Wisconsin Governor Scott Walker has stripped public unions of their collective bargaining rights. Ohio Governor John Kasich has followed suit, although the law faces a recall effort.
Governor Rich Snyder of Michigan, governor of one of the most impoverished and industrially struggling states in the Union, has authorized "emergency managers" to step in and take over the financial affairs of local and county agencies facing fiscal crises.
New Jersey Chris Christie personified executive leadership at the state level, signing into law balanced budgets authored by a legislature controlled by the opposition party. He has negotiated effectively with public unions, depicting for them dire straits that are undermining the solvency of the pension and benefits funds for public employees. Cutting costs, cutting programs, and cutting the crap all the way, Christie is pushing hard against entrenched interests interested only in lining their own pockets at the expense of the state and its harassed taxpayers.
These governors are leading their states and setting the necessary example for fiscal restraint, for too long absent from state houses across the country. Facing huge pension liabilities, dwindling tax revenues, and massive unemployment, GOP Governors across the country are cutting away at Big Government.
Governor Jerry Brown has proposed massive reforms to the public pension programs in the state of California. He is certain to face fierce opposition in the Democratic legislature still behold to public employee unions. Let us hope that instead of kicking this problem further away, he follows the trend-setting tactics and examples of his gubernatorial colleagues and tackles the enormous financial problems plaguing the state.

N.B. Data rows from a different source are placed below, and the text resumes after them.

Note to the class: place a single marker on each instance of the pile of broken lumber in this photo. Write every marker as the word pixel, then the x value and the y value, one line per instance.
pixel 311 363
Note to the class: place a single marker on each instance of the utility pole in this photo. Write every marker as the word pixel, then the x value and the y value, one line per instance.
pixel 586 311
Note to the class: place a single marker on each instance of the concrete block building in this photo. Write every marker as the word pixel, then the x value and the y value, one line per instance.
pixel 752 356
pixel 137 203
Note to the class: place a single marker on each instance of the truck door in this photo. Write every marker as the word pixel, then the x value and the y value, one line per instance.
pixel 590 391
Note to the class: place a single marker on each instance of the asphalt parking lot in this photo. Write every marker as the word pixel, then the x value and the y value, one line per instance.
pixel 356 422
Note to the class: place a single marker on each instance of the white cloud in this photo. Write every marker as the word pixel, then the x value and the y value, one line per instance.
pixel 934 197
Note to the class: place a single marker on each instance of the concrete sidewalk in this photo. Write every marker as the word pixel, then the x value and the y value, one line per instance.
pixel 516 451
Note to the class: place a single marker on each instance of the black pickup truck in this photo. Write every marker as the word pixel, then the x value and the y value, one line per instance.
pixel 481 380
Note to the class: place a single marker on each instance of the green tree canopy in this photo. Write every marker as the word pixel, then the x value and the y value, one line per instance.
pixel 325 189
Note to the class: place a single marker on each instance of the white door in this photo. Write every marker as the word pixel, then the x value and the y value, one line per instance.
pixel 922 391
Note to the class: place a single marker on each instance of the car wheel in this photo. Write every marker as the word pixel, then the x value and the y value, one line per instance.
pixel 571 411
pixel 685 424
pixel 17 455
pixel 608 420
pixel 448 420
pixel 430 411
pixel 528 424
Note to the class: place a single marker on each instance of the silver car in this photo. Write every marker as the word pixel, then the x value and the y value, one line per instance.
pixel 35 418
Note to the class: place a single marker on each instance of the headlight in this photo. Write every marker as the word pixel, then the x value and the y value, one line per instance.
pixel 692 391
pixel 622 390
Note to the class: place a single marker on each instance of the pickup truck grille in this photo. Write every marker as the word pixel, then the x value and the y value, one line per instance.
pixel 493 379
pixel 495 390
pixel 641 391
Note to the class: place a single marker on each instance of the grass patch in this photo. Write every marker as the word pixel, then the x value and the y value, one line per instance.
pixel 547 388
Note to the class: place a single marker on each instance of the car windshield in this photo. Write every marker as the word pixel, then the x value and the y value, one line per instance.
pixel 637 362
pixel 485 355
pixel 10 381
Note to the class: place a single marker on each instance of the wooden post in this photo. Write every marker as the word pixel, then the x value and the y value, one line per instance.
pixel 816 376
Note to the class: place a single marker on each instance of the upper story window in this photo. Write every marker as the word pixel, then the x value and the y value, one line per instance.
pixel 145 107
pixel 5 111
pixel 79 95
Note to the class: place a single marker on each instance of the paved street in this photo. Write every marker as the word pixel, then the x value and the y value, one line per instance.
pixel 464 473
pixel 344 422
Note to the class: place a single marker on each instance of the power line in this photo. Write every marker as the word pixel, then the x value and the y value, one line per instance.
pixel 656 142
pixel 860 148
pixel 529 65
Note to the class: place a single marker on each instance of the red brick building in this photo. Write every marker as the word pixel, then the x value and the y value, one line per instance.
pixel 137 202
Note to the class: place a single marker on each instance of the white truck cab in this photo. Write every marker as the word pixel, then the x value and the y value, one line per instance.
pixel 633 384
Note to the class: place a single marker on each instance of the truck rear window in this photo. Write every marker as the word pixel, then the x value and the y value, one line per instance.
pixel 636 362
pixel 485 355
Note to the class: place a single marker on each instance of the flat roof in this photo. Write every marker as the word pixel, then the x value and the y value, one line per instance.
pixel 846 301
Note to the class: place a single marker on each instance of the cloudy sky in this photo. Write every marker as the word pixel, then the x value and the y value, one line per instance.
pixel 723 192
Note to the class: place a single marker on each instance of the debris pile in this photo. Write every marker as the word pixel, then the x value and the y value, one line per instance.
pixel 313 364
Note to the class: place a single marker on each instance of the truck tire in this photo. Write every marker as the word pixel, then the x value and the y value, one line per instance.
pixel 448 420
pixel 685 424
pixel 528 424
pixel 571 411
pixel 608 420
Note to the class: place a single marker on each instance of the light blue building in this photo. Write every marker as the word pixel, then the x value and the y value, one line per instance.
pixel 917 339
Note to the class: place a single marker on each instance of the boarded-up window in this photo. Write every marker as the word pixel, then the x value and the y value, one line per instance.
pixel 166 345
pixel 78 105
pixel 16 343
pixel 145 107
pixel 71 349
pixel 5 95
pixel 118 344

If Brown articulates a clear message, hiding no sobering reality from the tax payers and the public employees, he can negotiate and enact much needed reforms without further imperilling the future of the state of California. The Golden States needs leadership from this governor, direction that will not cave in the face of public union pressure and voter insecurity. Let us hope that Governor Brown can muster the political will to do what needs to be done.